Five women died after receiving counterfeit oxytocin injections during C-section deliveries at a government hospital in Kota, Rajasthan [1].
The tragedy highlights critical failures in pharmaceutical quality control and the lethal consequences of counterfeit medicine in public health settings. Because the injections lacked active ingredients, medical staff were unable to stop postpartum hemorrhages, leading to the fatalities.
The deaths occurred over a span of 13 days in May 2026 [3, 4]. According to laboratory tests, the oxytocin batch contained zero active drug and consisted of water only [2, 3]. This lack of potency meant the drug could not induce the uterine contractions necessary to prevent excessive bleeding after surgery [2, 3].
The implicated batch was manufactured by Jackson Laboratories Pvt Ltd, based in Amritsar [1]. Following the deaths, Rajasthan authorities banned the specific drug batch after samples failed potency tests [1].
Medical reports indicate the women suffered severe complications before dying hours after their deliveries. These complications included kidney failure, a collapse of platelets, and a crash in blood pressure [2].

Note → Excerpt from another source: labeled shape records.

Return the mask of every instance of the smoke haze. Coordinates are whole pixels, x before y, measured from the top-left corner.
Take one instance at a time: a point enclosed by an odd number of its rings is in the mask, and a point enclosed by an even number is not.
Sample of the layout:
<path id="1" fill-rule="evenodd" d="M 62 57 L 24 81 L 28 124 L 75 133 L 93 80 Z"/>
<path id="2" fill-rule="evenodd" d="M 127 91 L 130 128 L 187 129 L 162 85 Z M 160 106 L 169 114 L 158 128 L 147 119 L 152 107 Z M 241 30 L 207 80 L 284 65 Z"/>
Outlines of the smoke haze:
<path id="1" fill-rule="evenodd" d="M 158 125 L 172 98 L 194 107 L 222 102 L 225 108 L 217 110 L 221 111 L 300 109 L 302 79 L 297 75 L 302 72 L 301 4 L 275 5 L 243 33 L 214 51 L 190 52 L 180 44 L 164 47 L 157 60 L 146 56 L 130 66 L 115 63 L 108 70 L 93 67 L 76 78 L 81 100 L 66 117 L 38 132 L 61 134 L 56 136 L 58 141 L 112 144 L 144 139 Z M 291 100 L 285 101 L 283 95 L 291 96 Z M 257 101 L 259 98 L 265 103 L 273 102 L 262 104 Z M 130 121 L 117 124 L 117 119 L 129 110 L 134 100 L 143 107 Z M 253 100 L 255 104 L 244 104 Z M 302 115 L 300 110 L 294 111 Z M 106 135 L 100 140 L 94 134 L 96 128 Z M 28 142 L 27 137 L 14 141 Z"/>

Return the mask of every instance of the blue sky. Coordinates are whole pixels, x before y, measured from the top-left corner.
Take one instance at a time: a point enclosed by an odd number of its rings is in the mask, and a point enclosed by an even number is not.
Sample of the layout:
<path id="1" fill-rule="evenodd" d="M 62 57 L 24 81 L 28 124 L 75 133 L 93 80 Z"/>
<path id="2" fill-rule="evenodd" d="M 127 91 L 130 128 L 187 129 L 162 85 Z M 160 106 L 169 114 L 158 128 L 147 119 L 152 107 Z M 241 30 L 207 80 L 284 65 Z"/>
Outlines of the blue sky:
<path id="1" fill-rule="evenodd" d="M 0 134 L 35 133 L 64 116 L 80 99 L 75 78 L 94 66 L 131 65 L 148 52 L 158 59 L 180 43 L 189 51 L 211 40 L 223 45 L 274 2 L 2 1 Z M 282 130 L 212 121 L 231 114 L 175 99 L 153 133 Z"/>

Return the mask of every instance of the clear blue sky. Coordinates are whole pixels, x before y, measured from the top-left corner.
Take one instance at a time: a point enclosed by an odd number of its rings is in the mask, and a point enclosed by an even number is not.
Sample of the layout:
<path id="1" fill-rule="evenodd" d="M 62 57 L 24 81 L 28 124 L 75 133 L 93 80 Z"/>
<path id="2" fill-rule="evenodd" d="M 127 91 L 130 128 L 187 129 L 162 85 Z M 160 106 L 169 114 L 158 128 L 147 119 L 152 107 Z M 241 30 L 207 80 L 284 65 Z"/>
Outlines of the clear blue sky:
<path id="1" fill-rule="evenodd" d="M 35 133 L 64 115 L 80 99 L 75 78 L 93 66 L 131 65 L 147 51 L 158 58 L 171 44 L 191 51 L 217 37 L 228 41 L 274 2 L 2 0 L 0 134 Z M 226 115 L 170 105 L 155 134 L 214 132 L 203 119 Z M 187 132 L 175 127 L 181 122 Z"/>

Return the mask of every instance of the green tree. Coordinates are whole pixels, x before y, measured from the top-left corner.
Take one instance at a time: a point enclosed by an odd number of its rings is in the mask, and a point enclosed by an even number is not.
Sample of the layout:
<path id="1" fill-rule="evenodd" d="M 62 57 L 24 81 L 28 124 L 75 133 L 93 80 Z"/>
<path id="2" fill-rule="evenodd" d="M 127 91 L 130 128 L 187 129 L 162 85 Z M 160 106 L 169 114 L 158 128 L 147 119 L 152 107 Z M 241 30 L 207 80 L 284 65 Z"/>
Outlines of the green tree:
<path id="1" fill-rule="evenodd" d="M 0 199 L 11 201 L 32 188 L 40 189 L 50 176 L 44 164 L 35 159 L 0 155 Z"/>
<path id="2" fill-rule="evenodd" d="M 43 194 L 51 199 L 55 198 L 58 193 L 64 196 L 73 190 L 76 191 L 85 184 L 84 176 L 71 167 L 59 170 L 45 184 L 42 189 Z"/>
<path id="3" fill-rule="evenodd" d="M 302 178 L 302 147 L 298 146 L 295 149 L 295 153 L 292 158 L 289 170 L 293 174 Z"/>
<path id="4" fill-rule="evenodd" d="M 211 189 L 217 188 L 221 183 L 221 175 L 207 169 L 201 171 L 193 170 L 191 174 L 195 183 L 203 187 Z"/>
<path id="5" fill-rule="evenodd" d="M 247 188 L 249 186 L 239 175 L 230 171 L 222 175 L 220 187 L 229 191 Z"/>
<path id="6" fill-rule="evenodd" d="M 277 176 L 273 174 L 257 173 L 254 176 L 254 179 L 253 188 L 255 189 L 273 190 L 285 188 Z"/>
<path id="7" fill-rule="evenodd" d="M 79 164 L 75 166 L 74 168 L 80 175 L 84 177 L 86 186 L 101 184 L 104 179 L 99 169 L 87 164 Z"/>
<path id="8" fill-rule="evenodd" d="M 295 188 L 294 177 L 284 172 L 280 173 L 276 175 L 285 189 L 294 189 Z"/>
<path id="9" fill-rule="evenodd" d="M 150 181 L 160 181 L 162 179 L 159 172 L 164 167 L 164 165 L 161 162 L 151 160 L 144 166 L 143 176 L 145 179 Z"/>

Authorities are currently investigating the supply chain to determine how the counterfeit product entered the government hospital. The incident has prompted a wider review of drug procurement, and testing protocols for critical maternal health medications in the region [1, 5].
“The oxytocin batch contained zero active drug and consisted of water only.”
This incident underscores the vulnerability of government medical supply chains to counterfeit pharmaceuticals. Oxytocin is a critical, life-saving intervention for postpartum hemorrhage; when the drug is replaced by an inert substance like water, doctors are left without the primary tool to prevent maternal mortality, turning a manageable surgical risk into a fatal event.